On Friday, the defendants of an antitrust conspiracy case, McCarthy et al v. Intercontinental Exchange, Inc. et al, filed a motion to dismiss arguing that the plaintiffs’ first amended complaint failed to establish personal jurisdiction against the foreign defendants.
The lawsuit was initiated by individuals who made a transaction on a LIBOR-linked Instrument, per court records. The motion states that the LIBOR is an intra-bank interest rate that was established and is regulated in the United Kingdom. Further, the LIBOR interest rate is based on daily submissions from a panel of banks which are all from outside the United States, primarily from London.

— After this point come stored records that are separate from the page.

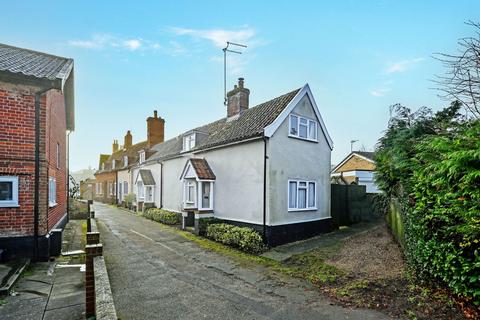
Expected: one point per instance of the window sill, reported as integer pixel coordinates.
(304, 139)
(9, 205)
(306, 209)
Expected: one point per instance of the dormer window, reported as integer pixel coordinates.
(189, 142)
(302, 128)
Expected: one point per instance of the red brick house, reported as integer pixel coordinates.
(36, 115)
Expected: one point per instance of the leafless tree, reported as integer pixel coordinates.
(462, 80)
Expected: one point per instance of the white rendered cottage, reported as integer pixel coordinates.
(267, 167)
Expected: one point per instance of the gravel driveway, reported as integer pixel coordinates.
(157, 274)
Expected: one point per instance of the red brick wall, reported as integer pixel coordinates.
(56, 133)
(17, 156)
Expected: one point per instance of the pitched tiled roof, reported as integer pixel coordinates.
(147, 177)
(202, 169)
(248, 125)
(366, 154)
(34, 63)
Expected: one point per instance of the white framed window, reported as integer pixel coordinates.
(302, 195)
(205, 193)
(140, 190)
(52, 192)
(58, 155)
(8, 191)
(302, 128)
(189, 193)
(149, 194)
(189, 142)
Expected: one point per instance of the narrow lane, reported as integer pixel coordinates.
(157, 274)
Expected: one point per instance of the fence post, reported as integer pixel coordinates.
(91, 251)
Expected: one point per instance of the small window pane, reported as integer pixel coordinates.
(293, 125)
(311, 195)
(312, 130)
(6, 191)
(302, 198)
(292, 194)
(303, 128)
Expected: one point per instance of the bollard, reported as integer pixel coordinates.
(91, 251)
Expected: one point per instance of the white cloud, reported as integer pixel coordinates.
(219, 37)
(101, 41)
(404, 65)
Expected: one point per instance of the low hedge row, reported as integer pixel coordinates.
(245, 239)
(163, 216)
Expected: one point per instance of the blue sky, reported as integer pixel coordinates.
(359, 57)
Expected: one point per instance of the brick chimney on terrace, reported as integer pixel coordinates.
(115, 146)
(127, 142)
(237, 99)
(155, 130)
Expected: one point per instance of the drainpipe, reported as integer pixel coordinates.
(265, 157)
(161, 185)
(36, 201)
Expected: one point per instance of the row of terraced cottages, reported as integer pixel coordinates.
(266, 167)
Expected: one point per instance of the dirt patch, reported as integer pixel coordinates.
(371, 255)
(367, 270)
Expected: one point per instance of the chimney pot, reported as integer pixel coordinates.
(237, 99)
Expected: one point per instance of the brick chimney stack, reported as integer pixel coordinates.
(128, 140)
(155, 130)
(237, 99)
(115, 146)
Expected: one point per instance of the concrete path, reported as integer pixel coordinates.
(285, 251)
(48, 290)
(157, 274)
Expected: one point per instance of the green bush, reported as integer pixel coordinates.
(245, 239)
(431, 164)
(163, 216)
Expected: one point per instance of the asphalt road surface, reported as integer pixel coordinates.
(157, 274)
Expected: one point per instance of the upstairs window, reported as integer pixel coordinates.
(302, 128)
(189, 142)
(52, 192)
(8, 191)
(302, 195)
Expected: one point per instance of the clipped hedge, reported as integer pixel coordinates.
(245, 239)
(163, 216)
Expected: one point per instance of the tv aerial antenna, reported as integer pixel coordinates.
(225, 50)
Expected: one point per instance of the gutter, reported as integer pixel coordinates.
(265, 157)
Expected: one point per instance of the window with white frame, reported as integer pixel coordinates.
(140, 190)
(189, 142)
(303, 128)
(302, 195)
(58, 155)
(8, 191)
(52, 192)
(149, 195)
(189, 194)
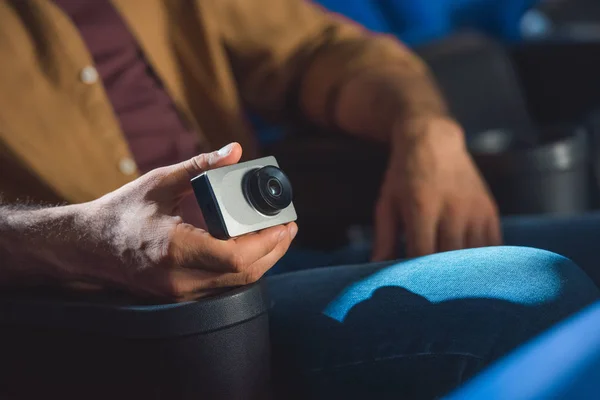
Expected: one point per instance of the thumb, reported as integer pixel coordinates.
(179, 175)
(386, 228)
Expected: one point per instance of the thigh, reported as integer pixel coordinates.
(416, 328)
(575, 237)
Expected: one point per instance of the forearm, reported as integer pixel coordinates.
(39, 245)
(385, 100)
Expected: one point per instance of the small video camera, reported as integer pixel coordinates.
(244, 198)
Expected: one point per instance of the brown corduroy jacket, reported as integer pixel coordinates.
(59, 137)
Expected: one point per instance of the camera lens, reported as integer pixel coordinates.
(274, 187)
(269, 190)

The plaintiffs argue that the LIBOR formula and procedures themselves are inherently anticompetitive and that the panel banks’ participation in determining LIBOR is itself a conspiracy. However, in September, the court dismissed the plaintiffs’ claims in their original complaint against the domestic bank defendants for failure to allege antitrust standing and dismissed the foreign banks for lack of personal jurisdiction.
The plaintiffs subsequently filed an amended complaint, and the defendants responded with another motion to dismiss. The motion to dismiss argues that the plaintiffs have again failed to establish jurisdiction over the foreign bank defendants and that their claims are premised on allegations of misconduct abroad with no nexus to the United States
Specifically, the motion argues that the plaintiffs failed to establish that any foreign defendant is subject to general jurisdiction as each are incorporated and have their principal place of business outside the U.S. nor have the plaintiffs established that their claims arise from the defendants’ contacts in the U.S. to subject them to specific jurisdiction. Further, the motion argues that even if the plaintiffs “overreaching theories of jurisdiction” were accepted it would violate the foreign defendants’ due process rights.
Accordingly, the defendants ask the court to dismiss the plaintiffs’ amended complaint without leave to amend. The plaintiffs are represented by Alioto Law Firm, Law Offices of Lawrence G. Papale, and Nedeau Law PC, among others, and the defendants are represented by Bartko Zankel Bunzel & Miller, Shearman & Sterling, Cahill Gordon & Reindel LLP and Sullivan & Cromwell LLP, among others.